En la parte alta del centro histórico, Waka Teteqaqa intenta sobrevivir entre intervenciones parciales y un abandono que se percibe a metros. Mientras trabajadores municipales avanzan con jardines y arreglos superficiales, la cueva principal del santuario se ha convertido en baño público. El olor a orina golpea antes de ingresar. Las paredes están impregnadas. La huaca está orinada.

La escena contradice la narrativa oficial. Cultura habla de “revalorización” y “sensibilización patrimonial”, pero el terreno muestra otra cosa. La cueva —espacio ritual preinka incorporado al sistema de ceques— es hoy un punto insalubre sin vigilancia, sin señalización y sin presencia de autoridades. Solo visitantes, vecinos y turistas enfrentándose al hedor.
Teteqaqa fue un santuario dedicado al sol, la tierra, el agua y los ancestros. Sus tallas en roca evidencian la intervención inka. Pero ese patrimonio se degrada entre basura, humo de fogatas y olores fecales. El espacio ceremonial ha perdido cualquier respeto.
La municipalidad mantiene jardines, pero la DDC Cusco no cumple su rol de custodio directo del patrimonio. No hay guardianía, no hay control, no hay intervención real. La institución se limita a comunicados y actividades simbólicas mientras la huaca se deteriora cada día. La falta de gestión sostenida es evidente y el sitio queda expuesto al vandalismo y al uso indebido.

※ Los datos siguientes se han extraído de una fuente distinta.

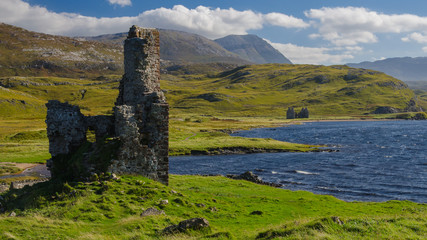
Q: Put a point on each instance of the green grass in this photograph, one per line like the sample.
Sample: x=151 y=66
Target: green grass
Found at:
x=111 y=210
x=204 y=107
x=8 y=169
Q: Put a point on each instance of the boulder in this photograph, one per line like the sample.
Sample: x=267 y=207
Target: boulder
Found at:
x=190 y=224
x=152 y=212
x=385 y=110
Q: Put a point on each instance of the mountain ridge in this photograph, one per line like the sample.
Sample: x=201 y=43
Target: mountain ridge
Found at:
x=404 y=68
x=252 y=48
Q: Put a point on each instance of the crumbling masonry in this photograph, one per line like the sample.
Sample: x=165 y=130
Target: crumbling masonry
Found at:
x=140 y=120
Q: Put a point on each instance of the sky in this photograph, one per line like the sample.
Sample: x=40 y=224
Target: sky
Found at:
x=323 y=32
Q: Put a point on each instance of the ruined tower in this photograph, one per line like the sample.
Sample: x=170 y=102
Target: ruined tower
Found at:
x=139 y=124
x=141 y=111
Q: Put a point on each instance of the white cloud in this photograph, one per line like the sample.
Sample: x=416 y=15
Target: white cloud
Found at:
x=210 y=22
x=417 y=37
x=282 y=20
x=351 y=25
x=122 y=3
x=312 y=55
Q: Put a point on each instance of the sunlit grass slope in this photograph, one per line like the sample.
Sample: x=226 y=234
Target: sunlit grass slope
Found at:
x=268 y=89
x=234 y=209
x=204 y=107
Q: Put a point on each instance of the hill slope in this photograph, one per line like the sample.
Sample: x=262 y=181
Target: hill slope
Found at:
x=405 y=68
x=257 y=90
x=177 y=47
x=26 y=53
x=252 y=48
x=235 y=209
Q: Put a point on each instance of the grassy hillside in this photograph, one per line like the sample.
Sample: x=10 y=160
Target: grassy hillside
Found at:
x=267 y=90
x=26 y=53
x=204 y=107
x=110 y=209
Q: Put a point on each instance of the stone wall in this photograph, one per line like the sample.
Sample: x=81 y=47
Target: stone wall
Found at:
x=140 y=121
x=141 y=112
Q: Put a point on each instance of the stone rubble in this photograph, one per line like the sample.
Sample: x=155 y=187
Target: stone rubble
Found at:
x=140 y=120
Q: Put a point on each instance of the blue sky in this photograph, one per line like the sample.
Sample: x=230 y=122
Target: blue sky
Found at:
x=306 y=31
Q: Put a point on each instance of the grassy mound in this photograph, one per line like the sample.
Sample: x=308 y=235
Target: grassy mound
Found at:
x=235 y=209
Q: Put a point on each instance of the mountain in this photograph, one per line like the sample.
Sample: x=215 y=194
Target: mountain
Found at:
x=405 y=68
x=250 y=90
x=26 y=53
x=177 y=47
x=252 y=48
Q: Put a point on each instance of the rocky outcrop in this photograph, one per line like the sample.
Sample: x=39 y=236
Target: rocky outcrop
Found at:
x=139 y=124
x=196 y=224
x=251 y=177
x=385 y=110
x=291 y=114
x=303 y=113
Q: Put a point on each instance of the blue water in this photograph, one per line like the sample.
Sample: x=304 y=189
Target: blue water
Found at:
x=377 y=160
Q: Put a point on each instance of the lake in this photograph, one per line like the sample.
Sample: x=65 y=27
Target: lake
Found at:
x=377 y=160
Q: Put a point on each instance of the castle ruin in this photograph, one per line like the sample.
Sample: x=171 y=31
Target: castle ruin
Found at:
x=139 y=123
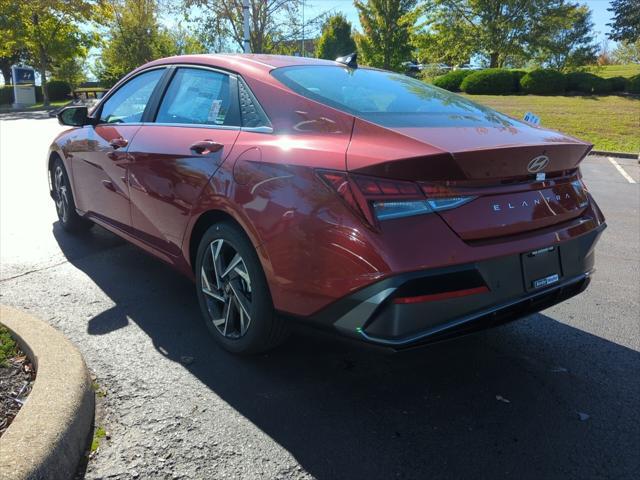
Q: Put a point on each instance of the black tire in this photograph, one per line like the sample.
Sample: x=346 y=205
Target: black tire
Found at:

El año pasado, un incendio destruyó la cruz levantada por la comunidad. Cultura habló de “presunto atentado”. El caso quedó en silencio. Hoy, el fuego ya no es el peligro: es la inacción.

Waka Teteqaqa sigue en pie, relegada a mirador, punto de paso y urinario improvisado. Un santuario prehispánico convertido en metáfora del abandono patrimonial del Cusco: se cuida el jardín, pero se deja morir la historia.